DON'T leave your documents on the fax machine or printer.
Sure, this one sounds like a no-brainer, but it's a mistake we've seen before. You don't want your team to find out that you are selling your practice before you are ready to tell them - and sure don't want that to happen on accident. The whole point of confidentiality is keeping the peace in the office and the community to maintain the integrity of the sale.
DO start doing a quarterly review and get access to the right systems as soon as you start thinking about selling.
If you're reading this article, you've probably already started thinking about selling, if you haven't already started the process. Now is a great time to start doing quarterly reviews with your staff, pulling the reports you will need when you sell.

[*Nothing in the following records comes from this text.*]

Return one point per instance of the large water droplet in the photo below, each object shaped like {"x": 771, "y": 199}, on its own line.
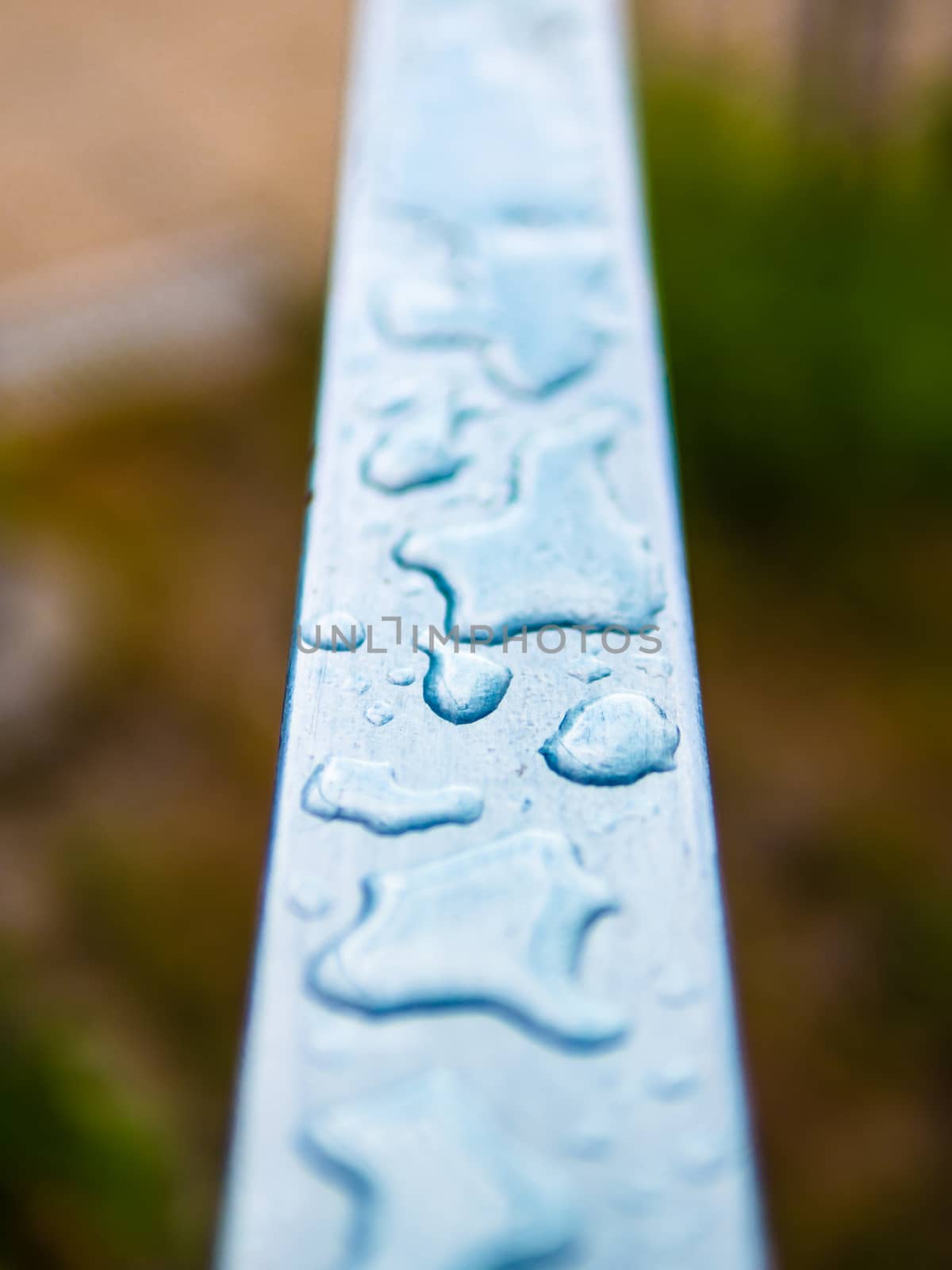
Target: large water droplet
{"x": 368, "y": 794}
{"x": 497, "y": 927}
{"x": 560, "y": 554}
{"x": 401, "y": 1147}
{"x": 528, "y": 304}
{"x": 612, "y": 741}
{"x": 334, "y": 633}
{"x": 543, "y": 289}
{"x": 463, "y": 687}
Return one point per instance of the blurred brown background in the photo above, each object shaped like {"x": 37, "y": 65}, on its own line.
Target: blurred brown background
{"x": 168, "y": 179}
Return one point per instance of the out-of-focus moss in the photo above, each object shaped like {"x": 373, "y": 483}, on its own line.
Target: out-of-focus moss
{"x": 86, "y": 1176}
{"x": 805, "y": 295}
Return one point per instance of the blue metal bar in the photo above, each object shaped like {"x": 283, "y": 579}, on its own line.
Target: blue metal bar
{"x": 492, "y": 1019}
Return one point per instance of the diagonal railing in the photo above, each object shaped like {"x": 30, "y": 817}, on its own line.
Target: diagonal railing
{"x": 492, "y": 1019}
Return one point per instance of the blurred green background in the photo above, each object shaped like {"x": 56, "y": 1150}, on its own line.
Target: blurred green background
{"x": 162, "y": 244}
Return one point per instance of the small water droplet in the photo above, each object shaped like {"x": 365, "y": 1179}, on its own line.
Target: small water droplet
{"x": 638, "y": 1194}
{"x": 702, "y": 1157}
{"x": 501, "y": 1206}
{"x": 528, "y": 568}
{"x": 378, "y": 714}
{"x": 497, "y": 927}
{"x": 410, "y": 456}
{"x": 463, "y": 687}
{"x": 590, "y": 1142}
{"x": 673, "y": 1081}
{"x": 308, "y": 897}
{"x": 368, "y": 794}
{"x": 334, "y": 633}
{"x": 588, "y": 670}
{"x": 390, "y": 395}
{"x": 612, "y": 741}
{"x": 677, "y": 987}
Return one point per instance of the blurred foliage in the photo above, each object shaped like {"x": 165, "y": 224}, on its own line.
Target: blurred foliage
{"x": 805, "y": 283}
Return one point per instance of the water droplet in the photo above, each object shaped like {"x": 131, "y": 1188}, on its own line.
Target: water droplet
{"x": 390, "y": 395}
{"x": 638, "y": 1195}
{"x": 528, "y": 304}
{"x": 308, "y": 897}
{"x": 334, "y": 633}
{"x": 560, "y": 554}
{"x": 497, "y": 927}
{"x": 590, "y": 1142}
{"x": 588, "y": 670}
{"x": 677, "y": 987}
{"x": 368, "y": 794}
{"x": 499, "y": 1204}
{"x": 612, "y": 741}
{"x": 410, "y": 456}
{"x": 543, "y": 336}
{"x": 673, "y": 1081}
{"x": 378, "y": 714}
{"x": 702, "y": 1156}
{"x": 463, "y": 687}
{"x": 492, "y": 137}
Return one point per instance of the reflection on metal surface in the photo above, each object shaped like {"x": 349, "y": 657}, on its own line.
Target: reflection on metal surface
{"x": 490, "y": 239}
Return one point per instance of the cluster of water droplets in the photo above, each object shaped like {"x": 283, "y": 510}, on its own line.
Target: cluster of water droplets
{"x": 516, "y": 276}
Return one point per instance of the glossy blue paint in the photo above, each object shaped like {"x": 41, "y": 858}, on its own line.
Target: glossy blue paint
{"x": 492, "y": 1020}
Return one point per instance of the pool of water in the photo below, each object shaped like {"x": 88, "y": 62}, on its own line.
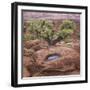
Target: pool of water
{"x": 53, "y": 57}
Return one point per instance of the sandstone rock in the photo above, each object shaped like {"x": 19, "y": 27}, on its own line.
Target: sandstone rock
{"x": 26, "y": 73}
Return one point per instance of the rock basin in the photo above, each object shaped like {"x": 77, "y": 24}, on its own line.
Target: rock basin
{"x": 53, "y": 57}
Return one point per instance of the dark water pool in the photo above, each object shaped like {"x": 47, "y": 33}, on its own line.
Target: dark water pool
{"x": 53, "y": 57}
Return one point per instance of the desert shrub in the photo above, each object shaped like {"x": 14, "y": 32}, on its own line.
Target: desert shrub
{"x": 68, "y": 24}
{"x": 27, "y": 37}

This way when you finally get to the stage of your dental practice transition where you need these documents, it will be a normal practice for you to pull these reports and you will be informed on how to do it.
DON'T use your work email and phone number.
When you are communicating with your dental practice's CPA, your dental practice broker and other professionals on your transition team, use your personal email and phone number. You don't want someone with confidential information calling your practice and asking your front desk, "Can I speak to Dr. Smith? I have some information about the sale of the practice." This is especially true if your staff has your email password or access to your accounts on an office computer.
We know this is a lot to remember, but don't worry, we're on your side!